Ordasity
Table of Contents
- Overview, Use Cases, and Features
- A Clustered Service in 30 Seconds
- In Action at Boundary
- Distribution / Coordination Strategy
- Rebalancing
- Draining and Handoff
- Wrapping Up
- API Documentation
Building Stateful Clustered Services on the JVM
Ordasity is a library designed to make building and deploying reliable clustered services on the JVM as straightforward as possible. It's written in Scala and uses Zookeeper for coordination.
Ordasity's simplicity and flexibility allows us to quickly write, deploy, and (most importantly) operate distributed systems on the JVM without duplicating distributed "glue" code or revisiting complex reasoning about distribution strategies.
Primary Use Cases
Ordasity is designed to spread persistent or long-lived workloads across several machines. It's a toolkit for building systems which can be described in terms of individual nodes serving a partition or shard of a cluster's total load. Ordasity is not designed to express a "token range" (though it may be possible to implement one); the focus is on discrete work units.
Features
- Cluster membership (joining / leaving / mutual awareness)
- Work claiming and distribution
- Load-based workload balancing
- Count-based workload balancing
- Automatic periodic rebalancing
- Graceful cluster exiting ("draining")
- Graceful handoff of work units between nodes
- Pegging of work units to a specific node
A Clustered Service in 30 Seconds
Let's get started with an example.
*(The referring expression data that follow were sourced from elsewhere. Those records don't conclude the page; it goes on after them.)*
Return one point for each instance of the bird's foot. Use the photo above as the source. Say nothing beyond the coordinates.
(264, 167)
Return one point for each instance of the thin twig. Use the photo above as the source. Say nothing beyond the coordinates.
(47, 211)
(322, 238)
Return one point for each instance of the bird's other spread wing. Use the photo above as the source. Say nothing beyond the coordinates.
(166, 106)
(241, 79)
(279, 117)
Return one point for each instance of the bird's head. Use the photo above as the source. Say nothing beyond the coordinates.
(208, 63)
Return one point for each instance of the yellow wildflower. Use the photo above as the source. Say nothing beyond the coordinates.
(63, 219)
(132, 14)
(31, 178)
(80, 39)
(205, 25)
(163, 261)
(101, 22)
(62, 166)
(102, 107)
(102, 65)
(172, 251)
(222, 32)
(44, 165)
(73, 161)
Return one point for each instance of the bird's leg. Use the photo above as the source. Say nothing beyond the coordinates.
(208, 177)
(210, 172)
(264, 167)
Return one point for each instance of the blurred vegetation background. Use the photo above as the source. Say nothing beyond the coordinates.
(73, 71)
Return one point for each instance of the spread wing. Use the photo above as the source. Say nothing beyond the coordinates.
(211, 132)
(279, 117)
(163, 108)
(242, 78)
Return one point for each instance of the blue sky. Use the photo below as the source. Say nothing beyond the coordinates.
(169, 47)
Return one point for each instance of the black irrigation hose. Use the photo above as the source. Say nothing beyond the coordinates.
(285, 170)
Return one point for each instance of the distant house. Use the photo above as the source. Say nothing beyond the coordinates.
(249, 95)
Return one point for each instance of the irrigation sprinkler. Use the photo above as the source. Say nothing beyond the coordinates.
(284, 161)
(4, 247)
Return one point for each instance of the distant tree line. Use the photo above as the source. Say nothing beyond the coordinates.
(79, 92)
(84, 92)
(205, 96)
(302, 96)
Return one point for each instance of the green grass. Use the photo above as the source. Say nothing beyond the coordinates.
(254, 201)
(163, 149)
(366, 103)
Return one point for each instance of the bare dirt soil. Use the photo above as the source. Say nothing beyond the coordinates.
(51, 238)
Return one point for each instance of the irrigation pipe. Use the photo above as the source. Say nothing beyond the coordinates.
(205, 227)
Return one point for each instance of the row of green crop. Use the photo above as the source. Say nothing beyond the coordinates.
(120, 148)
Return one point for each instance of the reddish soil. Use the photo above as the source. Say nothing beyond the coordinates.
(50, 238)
Here's how to build a clustered service in 25 lines of code with Ordasity:
import com.yammer.metrics.scala.Meter
import com.twitter.common.zookeeper.ZooKeeperClient
import com.boundary.ordasity.{Cluster, ClusterConfig, SmartListener}
class MyService {
val listener = new SmartListener {
// Called after successfully joining the cluster.
def onJoin(client: ZooKeeperClient) { }
// Do yer thang, mark that meter.
def startWork(workUnit: String, meter: Meter) { }
// Stop doin' that thang.
def shutdownWork(workUnit: String) { }
// Called after leaving the cluster.
def onLeave() { }
}
val config = ClusterConfig.builder().setHosts("localhost:2181").build()
val cluster = new Cluster("ServiceName", listener, config)
cluster.join()
}
Maven folks and friends with compatible packaging systems, here's the info for your pom.xml:
<!-- Dependency -->
<dependency>
<groupId>com.boundary</groupId>
<artifactId>ordasity-scala_2.9.1</artifactId>
<version>0.4.5</version>
</dependency>
<!-- Repo -->
<repository>
<id>boundary-public</id>
<name>Boundary Public</name>
<url>http://maven.boundary.com/artifactory/external</url>
</repository>
In Action at Boundary
At Boundary, the library holds together our pubsub and event stream processing systems. It's a critical part of ensuring that at any moment, we're consuming and aggregating data from our network of collectors at one tier, and processing this data at hundreds of megabits a second in another. Ordasity also helps keep track of the mappings between these services, wiring everything together for us behind the scenes.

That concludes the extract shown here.